Using the LangChain RAG with a LLaMA 3 model to query about the content of the eBook “Decision at Thunder Rift” revealed these answers:
Q: Who is Singh?
A: Singh is Harimandir Singh, the leader of the bandits who are attacking the Castle on Trellwan. He is the one who has been working behind the scenes to undermine Grayson's plans and is ultimately responsible for the chaos and destruction that is unfolding on the planet.
Q: On which planets does the novel play?
A: The novel "BATTLETECH LEGENDS: DECISION AT THUNDER RIFT" plays on the planet of Solaris VII and Thunder Rift.
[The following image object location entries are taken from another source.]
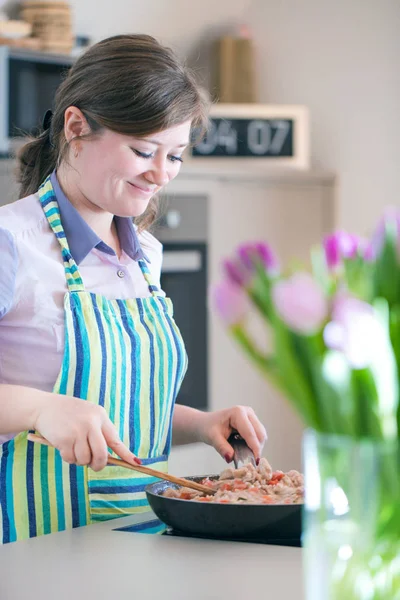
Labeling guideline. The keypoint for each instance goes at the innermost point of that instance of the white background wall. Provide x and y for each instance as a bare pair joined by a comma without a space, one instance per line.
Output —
339,57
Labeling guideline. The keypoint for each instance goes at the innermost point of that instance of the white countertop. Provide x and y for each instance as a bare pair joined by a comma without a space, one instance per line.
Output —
97,563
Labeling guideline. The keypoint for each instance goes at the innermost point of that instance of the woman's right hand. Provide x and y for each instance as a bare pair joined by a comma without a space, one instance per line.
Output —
81,431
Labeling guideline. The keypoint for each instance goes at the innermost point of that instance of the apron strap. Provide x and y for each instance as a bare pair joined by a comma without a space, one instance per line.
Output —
153,289
50,207
49,204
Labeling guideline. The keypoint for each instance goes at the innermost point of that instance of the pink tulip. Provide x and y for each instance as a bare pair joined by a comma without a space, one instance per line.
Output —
241,270
300,303
354,330
230,301
340,245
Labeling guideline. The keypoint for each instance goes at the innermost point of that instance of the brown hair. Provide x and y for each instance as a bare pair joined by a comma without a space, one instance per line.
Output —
130,84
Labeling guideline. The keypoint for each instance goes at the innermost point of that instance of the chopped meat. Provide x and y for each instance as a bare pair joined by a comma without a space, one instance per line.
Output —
250,485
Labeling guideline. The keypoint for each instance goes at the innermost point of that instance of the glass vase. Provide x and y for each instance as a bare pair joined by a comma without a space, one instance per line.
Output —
351,529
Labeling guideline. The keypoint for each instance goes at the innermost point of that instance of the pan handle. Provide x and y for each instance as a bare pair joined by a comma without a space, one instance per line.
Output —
242,453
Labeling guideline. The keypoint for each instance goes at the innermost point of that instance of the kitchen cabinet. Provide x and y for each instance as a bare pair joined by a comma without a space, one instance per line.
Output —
291,210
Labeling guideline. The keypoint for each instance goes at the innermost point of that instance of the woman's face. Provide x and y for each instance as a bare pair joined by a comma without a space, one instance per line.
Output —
119,174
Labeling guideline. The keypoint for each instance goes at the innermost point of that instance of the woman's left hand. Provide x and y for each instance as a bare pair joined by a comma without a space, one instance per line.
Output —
216,427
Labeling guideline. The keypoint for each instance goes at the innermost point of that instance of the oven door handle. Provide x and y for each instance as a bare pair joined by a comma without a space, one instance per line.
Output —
181,261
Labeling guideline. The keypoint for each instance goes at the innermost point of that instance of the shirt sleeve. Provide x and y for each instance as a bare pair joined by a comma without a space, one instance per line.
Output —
8,270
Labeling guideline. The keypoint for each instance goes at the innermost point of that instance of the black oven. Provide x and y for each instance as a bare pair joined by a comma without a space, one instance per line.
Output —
183,232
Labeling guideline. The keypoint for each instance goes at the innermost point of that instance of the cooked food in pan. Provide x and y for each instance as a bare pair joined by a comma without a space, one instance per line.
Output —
248,484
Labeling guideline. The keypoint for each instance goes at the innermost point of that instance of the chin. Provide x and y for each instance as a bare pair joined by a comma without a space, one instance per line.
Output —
132,208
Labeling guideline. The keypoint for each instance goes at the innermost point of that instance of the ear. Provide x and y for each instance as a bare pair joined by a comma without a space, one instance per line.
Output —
75,123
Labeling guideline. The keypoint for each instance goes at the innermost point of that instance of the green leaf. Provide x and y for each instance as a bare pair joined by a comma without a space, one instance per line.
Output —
384,371
295,380
387,272
336,372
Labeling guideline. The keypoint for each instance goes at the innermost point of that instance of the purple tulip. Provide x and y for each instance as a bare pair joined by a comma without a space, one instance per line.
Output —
241,270
230,301
354,330
340,245
300,303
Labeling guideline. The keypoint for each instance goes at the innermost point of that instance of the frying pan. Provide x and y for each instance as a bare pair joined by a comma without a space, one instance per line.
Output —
213,520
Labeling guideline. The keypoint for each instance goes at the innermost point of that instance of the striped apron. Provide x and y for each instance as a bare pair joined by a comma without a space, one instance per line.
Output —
125,355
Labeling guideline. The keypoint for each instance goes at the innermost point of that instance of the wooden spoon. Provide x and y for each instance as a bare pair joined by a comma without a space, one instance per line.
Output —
159,474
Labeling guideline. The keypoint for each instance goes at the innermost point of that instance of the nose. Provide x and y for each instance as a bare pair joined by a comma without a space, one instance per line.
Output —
158,173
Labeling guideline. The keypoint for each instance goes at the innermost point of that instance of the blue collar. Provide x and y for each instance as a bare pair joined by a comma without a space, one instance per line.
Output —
82,239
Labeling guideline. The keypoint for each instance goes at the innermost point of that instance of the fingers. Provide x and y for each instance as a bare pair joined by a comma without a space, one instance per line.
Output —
99,450
114,442
67,454
259,428
247,426
82,451
223,447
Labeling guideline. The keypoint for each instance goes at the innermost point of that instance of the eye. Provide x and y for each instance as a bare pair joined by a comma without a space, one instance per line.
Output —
142,154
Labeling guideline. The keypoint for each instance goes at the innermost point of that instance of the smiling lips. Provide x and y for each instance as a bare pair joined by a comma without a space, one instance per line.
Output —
143,190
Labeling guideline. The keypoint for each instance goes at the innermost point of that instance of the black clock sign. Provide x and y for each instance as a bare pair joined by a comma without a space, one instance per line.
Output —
263,138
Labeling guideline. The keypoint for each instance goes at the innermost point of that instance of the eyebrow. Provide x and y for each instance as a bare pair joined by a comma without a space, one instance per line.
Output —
160,143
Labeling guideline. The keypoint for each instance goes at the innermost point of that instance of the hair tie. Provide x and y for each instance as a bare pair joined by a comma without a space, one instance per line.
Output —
47,119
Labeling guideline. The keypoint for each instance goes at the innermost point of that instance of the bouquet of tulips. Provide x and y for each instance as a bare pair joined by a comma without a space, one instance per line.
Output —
335,328
335,332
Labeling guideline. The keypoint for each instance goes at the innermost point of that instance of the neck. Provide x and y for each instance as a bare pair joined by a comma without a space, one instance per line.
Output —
101,221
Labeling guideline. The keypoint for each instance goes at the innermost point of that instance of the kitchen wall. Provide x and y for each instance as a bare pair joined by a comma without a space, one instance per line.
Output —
341,59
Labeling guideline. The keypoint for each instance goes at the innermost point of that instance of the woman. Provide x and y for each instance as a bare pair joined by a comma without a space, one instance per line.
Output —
80,301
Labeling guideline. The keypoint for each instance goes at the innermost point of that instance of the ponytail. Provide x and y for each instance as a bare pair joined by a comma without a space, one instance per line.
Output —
36,160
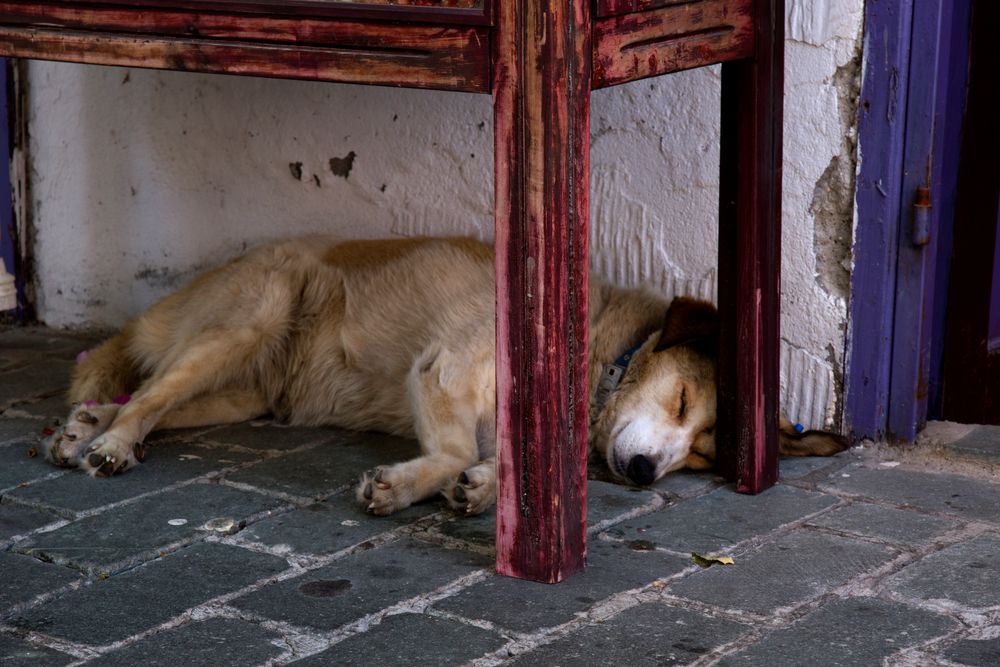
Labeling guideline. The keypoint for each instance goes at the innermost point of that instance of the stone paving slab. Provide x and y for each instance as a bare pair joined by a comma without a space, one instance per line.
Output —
779,564
967,573
525,606
47,410
16,652
43,378
16,520
19,467
365,582
209,643
328,526
845,633
25,577
982,444
790,570
414,640
797,467
964,497
650,634
605,501
126,535
884,523
20,429
121,606
975,652
165,465
324,469
686,483
722,518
Q: Which BattleMech was used by Grayson?"
A: Grayson used a Shadow Hawk BattleMech.
Conclusion
Retrieval Augmented Generation frameworks help to overcome an LLMs limitation on relevant and up-to-date content. Content is converted to a vector representation, stored in a vector database, and retrieved to be included in the prompt that is send to an LLM. This article is a practical introduction to RAG using the LangChain framework. You learned how to setup the ChromaDB vector database, design the data ingestion code that converts a text into chunks, how to perform a similarity search with the vectorized content, and finally how to design a full RAG pipelines that combines contend extraction, prompt generation and LLM invocation.